第6話<絶望と下心>

お手上げだ。


両手上げて、参りましたって言いたい位の。


ゲームならコントローラー放り投げて終りだけど、自分の命を投げ出す事は出来ない。




もう周りの魔物すら気にならない位に、希望も何も無い。


牢屋内の景色と同化して、只天井を見上げる。


其れだけが今の自分に出来る事だった。




せめて死ぬ迄に恋人位は欲しかったが、其れも叶わぬ夢。


こんな時に思い返す自分の人生は、平凡で特に面白い事も無く。


何時死んでもおかしくない。


こんな状況になって思うのは、もっと色んな事に挑戦すればよかっただ。




興味は在ったが、面倒くさくてしなかったスポーツ。


やってみたい仕事の為の勉強。


見てみたい景色や食べてみたい料理の為の旅行。


育ててくれた両親に親孝行。


何よりも好きな人を見付けて告白、結婚、そして子供を育てる。


全てがこれからのはずだったのに、全てが儚き夢となった。




もう涙すら流れない、そんな自分を月明かりだけが慰めてくれる。


退屈であろう同室の魔物達は、何事も無かったかの様に眠り始めている。




勿論此処には寝る為の枕や布団なんて無い。


自分も隅っこで横になってみたが、床の冷たさと固さが疲れた身体を鞭打つ。


体感的に冬ではないが、其れでも震えが止まらない。




見渡すと同室内の魔物は平気そうに寝静まり。


聞こえてくるのは手前の牢屋から「グヘヘ、旨そうダナ……」という魔物の声だけ。


視線が合うと刺激しそうだから、気付かないフリをして瞼を閉じ続ける。




まるで悪夢だ。


眼が覚めたら元の世界だったなら良いが、体感する寒さのリアリテイ-が其れを期待すらさせない。
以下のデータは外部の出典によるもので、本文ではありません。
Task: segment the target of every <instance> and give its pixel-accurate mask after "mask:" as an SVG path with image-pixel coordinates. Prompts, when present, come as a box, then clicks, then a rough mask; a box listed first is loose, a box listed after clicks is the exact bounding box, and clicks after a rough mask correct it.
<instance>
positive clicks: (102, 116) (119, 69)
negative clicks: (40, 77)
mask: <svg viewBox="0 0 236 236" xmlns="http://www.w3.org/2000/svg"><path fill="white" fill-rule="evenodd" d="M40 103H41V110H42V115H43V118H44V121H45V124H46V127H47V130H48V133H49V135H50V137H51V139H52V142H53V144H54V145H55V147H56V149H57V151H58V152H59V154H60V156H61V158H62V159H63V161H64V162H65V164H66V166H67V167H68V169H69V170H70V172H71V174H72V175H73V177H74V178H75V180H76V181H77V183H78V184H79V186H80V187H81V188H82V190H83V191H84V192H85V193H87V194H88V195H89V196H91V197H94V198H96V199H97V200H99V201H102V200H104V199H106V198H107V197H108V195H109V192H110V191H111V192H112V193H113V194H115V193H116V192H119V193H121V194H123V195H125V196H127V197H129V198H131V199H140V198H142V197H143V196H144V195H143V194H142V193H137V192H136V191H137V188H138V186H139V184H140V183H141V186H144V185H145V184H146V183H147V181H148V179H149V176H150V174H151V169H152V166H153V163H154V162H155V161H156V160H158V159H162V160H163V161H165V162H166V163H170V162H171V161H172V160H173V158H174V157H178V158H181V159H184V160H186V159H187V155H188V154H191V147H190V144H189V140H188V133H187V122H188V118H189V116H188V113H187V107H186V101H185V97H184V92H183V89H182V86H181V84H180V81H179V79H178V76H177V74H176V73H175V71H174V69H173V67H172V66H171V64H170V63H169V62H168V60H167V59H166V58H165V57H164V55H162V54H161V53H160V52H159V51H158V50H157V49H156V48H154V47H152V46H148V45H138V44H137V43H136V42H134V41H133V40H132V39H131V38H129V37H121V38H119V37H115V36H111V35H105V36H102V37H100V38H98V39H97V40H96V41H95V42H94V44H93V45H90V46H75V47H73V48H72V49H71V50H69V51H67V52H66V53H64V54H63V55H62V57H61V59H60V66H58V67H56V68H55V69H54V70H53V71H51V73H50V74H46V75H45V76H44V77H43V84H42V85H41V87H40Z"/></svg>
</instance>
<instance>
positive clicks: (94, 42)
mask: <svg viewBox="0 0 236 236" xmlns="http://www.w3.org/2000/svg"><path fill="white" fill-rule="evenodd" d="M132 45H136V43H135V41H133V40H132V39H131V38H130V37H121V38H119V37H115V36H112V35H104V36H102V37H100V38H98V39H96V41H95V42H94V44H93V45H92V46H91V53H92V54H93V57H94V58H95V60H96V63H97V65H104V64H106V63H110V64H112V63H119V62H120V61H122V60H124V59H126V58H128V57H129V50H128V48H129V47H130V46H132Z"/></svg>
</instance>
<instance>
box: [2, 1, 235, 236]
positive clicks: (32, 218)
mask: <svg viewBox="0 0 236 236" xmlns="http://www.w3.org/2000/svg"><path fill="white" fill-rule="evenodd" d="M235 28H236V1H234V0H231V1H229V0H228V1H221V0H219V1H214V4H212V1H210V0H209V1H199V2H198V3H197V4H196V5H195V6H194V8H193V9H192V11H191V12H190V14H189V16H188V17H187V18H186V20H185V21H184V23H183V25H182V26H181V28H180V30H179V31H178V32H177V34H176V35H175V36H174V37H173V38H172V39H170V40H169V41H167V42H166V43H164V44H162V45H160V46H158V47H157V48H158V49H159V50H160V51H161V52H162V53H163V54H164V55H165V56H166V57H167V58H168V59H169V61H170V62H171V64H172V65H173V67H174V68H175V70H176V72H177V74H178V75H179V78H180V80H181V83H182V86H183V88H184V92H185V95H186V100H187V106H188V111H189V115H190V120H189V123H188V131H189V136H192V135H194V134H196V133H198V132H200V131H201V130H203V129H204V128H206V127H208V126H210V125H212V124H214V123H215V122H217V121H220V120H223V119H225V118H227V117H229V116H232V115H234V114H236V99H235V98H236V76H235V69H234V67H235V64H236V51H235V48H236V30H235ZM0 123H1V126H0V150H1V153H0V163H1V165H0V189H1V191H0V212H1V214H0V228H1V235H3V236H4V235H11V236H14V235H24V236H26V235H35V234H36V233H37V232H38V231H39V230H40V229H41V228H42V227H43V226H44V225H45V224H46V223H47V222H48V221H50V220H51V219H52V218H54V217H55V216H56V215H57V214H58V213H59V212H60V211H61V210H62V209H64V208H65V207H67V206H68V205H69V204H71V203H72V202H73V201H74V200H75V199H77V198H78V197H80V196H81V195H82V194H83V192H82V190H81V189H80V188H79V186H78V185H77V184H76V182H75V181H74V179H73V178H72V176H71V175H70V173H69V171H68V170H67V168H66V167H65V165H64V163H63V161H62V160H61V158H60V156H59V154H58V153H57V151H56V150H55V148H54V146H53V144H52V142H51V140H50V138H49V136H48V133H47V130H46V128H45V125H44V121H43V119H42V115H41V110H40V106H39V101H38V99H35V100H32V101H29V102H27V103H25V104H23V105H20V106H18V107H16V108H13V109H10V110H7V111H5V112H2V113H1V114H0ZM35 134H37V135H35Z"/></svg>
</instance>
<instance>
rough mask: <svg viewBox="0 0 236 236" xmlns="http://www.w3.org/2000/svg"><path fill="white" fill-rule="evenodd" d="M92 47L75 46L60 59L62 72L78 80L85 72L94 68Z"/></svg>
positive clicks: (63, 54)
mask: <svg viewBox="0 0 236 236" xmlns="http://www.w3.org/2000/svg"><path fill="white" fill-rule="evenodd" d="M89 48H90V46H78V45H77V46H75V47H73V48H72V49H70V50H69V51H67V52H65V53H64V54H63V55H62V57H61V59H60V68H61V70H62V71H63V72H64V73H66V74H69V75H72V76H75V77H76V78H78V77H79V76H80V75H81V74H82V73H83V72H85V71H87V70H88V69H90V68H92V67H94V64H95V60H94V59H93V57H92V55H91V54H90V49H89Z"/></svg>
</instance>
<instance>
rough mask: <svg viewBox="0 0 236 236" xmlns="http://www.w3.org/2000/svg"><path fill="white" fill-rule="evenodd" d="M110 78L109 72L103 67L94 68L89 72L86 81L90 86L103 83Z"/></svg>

もう眠ってしまいたいが、聞こえ続ける魔物の譫言が気になり眠気なんて微塵も感じない。




其れにしても片言な魔物が多いな。


魔物にも環境やランクで知能に違いが在るのだろうか。


そう考えると普通に喋れている同室の魔物は、知能が高いのかもしれない。


とはいえ、そんな事は気休め程度の予想でしかなく。


現状殺され待ちなのは変わらない。




眠れずに考え続けていると、新しい囚人なのか骸骨兵の足音が聞こえてきた。


どんな魔物かとこっそり眺めていると、骸骨兵が連れていたのは人間の女の子だった。




可愛らしい二十代前半の彼女の肩には赤い鳥が乗っていて、骸骨兵は何故か距離を空けて歩いている。




結界魔法とかで触れられないのか?魔物なら手錠をされていたが、彼女は手錠もしていない。


そんな彼女と一瞬視線が合った時に、微笑み掛けられた気がした。




此れはもしかして恋ゲーなのか?そう思える位に彼女の顔が頭から離れない。


時間が止まったかの様な錯覚に落ちる。


此れはゲームじゃない、実際に恋に堕ちたのだ。


牢獄の中というスパイス付きで、運命の女神に。




違う牢屋なのか、奥の方に通り過ぎて行く彼女をただ眺める事しか出来ない。


其れでも俺の心はメラメラと燃え上がっていた。




さっき迄の絶望を忘れ、希望を抱いて。


勿論下心が無いと云えば嘘になるだろう。


だがそんな事は関係ない。恋に堕ちてしまったのだから。


能力が低くスキルが弱くても、必ず彼女を救いだしてみせると。